On December 31, 2019, the US District Court for the Northern District of Texas threw out a $2 million fine issued in 2017 by the Treasury Department’s Office of Foreign Assets Control (OFAC) under the Ukraine-Related Sanctions Regulations (URSR), 31 C.F.R. § 589. The much-awaited opinion held that OFAC did not provide “fair notice” that the URSR prohibited dealing in contracts signed by a sanctioned individual on behalf of a non-sanctioned company, prior to the issuance of the penalty.
In reaching its decision, the Court concluded that the language of the URSR did not “’fairly address’ whether a US entity receives a service from [a Specially Designated National (SDN)] when that SDN performs a service enabling the US person to contract with a non-blocked entity.” Moreover, public statements made by relevant US government officials in 2014—some of which could be read to conflict—did not “create ascertainable certainty” of OFAC’s intention with respect to the URSR’s application. (The Court also held that contemporaneous reports by media outlets were not probative of OFAC’s regulatory intent.)
Finally, the Court held that OFAC could not rely on a previously issued Frequently Asked Question (FAQ) under the now-terminated Burma Sanctions Regulations to fulfill the fair-notice requirement, even though it addressed a similar issue as the present case.

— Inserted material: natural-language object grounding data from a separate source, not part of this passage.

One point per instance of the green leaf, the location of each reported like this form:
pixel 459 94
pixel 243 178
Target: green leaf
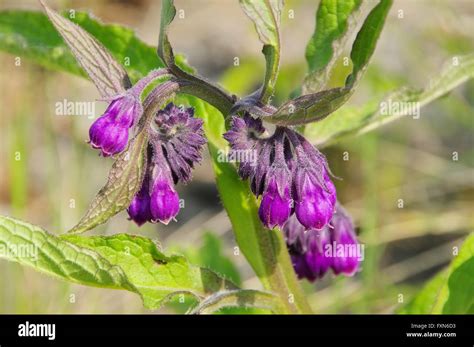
pixel 107 74
pixel 123 182
pixel 314 107
pixel 32 246
pixel 155 276
pixel 121 261
pixel 452 291
pixel 349 122
pixel 335 21
pixel 266 15
pixel 211 255
pixel 30 34
pixel 310 108
pixel 190 84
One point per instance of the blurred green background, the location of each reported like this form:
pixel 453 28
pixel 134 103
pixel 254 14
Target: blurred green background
pixel 49 174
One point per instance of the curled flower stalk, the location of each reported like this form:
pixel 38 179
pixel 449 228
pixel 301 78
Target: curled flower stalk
pixel 110 132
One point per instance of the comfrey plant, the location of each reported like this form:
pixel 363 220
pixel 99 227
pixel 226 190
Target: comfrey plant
pixel 280 198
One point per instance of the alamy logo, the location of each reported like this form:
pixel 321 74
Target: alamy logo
pixel 37 330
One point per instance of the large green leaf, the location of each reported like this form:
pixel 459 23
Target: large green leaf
pixel 335 21
pixel 264 249
pixel 354 121
pixel 31 35
pixel 314 107
pixel 121 261
pixel 266 15
pixel 366 41
pixel 452 291
pixel 107 74
pixel 211 255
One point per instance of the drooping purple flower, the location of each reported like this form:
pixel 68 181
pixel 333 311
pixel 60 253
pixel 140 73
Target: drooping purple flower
pixel 276 205
pixel 314 252
pixel 245 139
pixel 314 192
pixel 109 132
pixel 347 254
pixel 288 164
pixel 139 209
pixel 275 208
pixel 176 140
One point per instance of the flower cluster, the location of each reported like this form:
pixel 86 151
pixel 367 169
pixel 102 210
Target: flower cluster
pixel 290 174
pixel 176 140
pixel 314 252
pixel 109 133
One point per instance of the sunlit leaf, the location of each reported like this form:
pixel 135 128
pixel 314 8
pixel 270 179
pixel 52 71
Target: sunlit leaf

The Court found that an FAQ issued in one sanctions program does not provide fair notice for how a similar issue would be interpreted in another sanctions program, in light of the caveat contained in the URSR and elsewhere that similar terms and concepts may be subject to different interpretations in different sanctions programs.
The takeaway: The case represents a rare example of a plaintiff succeeding in overturning an OFAC enforcement penalty, which may impact OFAC’s future actions. However, the decision is limited, since the Court ultimately did not challenge the agency’s interpretation that dealing in contracts signed by an SDN could constitute a prohibited receipt of service, only that OFAC failed to provide fair notice prior to issuing the penalty in this case. Indeed, OFAC subsequently issued two FAQs that made clear the URSR prohibit “entering into a contract that is signed by a blocked person.”
Sanctions arise in response to fast changing international events, challenging officials to crystallize and communicate policy on the fly. Meanwhile, multinational companies cannot easily suspend their operations to await detailed guidance on each new regulation or executive order. This was especially the case with US sanctions in response to Russia’s annexation of the Crimea region in March 2014. While this case may lead some US officials to more carefully manage public statements and clarify guidance, clients are reminded of the importance of staying abreast of OFAC’s developing policies and to seek advice, as needed, on the nuances of OFAC’s various programs, as no two programs are exactly alike.